Haute Fréquence : Fleetwood Mac, Tango in the night

 

Pour l’Amour

Tango in the night, le quatorzième album de Fleetwood Mac, est sorti en 1987. C’est le dernier album sur lequel a travaillé Lindsey Buckingham, prolifique auteur compositeur guitariste, qui avait rejoint la formation en 1975 en compagnie de la chanteuse Stevie Nicks, formant ainsi le « Fleetwood Mac américain », et contribuant à leur reconnaissance planétaire.

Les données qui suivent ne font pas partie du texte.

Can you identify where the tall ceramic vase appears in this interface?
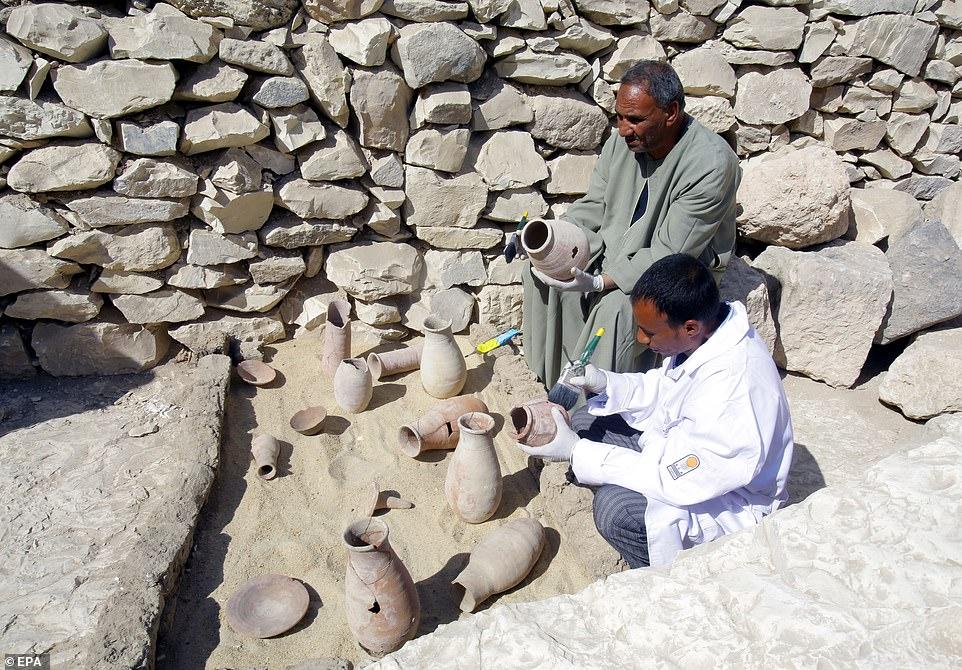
[421,316,468,400]
[521,219,590,280]
[444,412,502,523]
[453,519,545,612]
[344,517,421,656]
[398,394,488,458]
[321,300,351,379]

On a souvent qualifié avec une certaine condescendance le son des Fleetwood Mac de « rock FM », « d’easy listening ». il est vrai que leurs chansons, diablement efficaces, ne nécessitent pas une concentration bien soutenues pour s’apprécier. Les harmonies sont claires comme de l’eau de roche, sans mystères, sans défauts. La musique de Fleetwood Mac s’offre sans réticence à l’auditeur. Elle est cependant très recherchée, sa simplicité n’est pas de la paresse créatrice ou un énième ensorcellement des masses, dont la musique de la musique est friande.

C’est une musique amoureuse et honnête, elle calme le coeur et adoucit l’âme. Le premier track, Big love, l’illustre avec une remarquable simplicité. Dans une musique entrainante, servie par le picking virtuose de Lindsey Buckingham.  » Looking out for love, Big Big Love  »

Si Fleetwood Mac a connu un tel succès planétaire (plus de 100 millions d’albums vendus) ce n’est pas parce qu’ils étaient une machine à tube, c’est parce que leurs chansons sont des invitations. Des invitations à entrer dans leurs rondes endiablées (Big love), à célébrer les joies de l’amour charnel (You and I, part I and II). Elles sont des célébrations de l’amour, qui présentent toujours une certaine nostalgie, un certain spleen. La notion de perte est présente en filigrane, elle se manifeste subtilement sur des textes comme celui de « seven wonders ».

« So long ago / Certain place / Certain time / You touched my hand. »

C’est le premier amour qui revient nous hanter, avec son mélange de peine et de bonheur. C’est ça. Je m’en rends compte à mesure que j’écris, la musique de Tango in the night a la nostalgie des amours de jeunesse, de ceux qu’on a perdus. On peut imaginer une jeune femme au sortir de l’adolescence, offerte, inquiète, découvrant l’amour, ce danger mêlé d’espérance : « C’mon baby / We better make a start / You venter make it soon / Before you break my heart »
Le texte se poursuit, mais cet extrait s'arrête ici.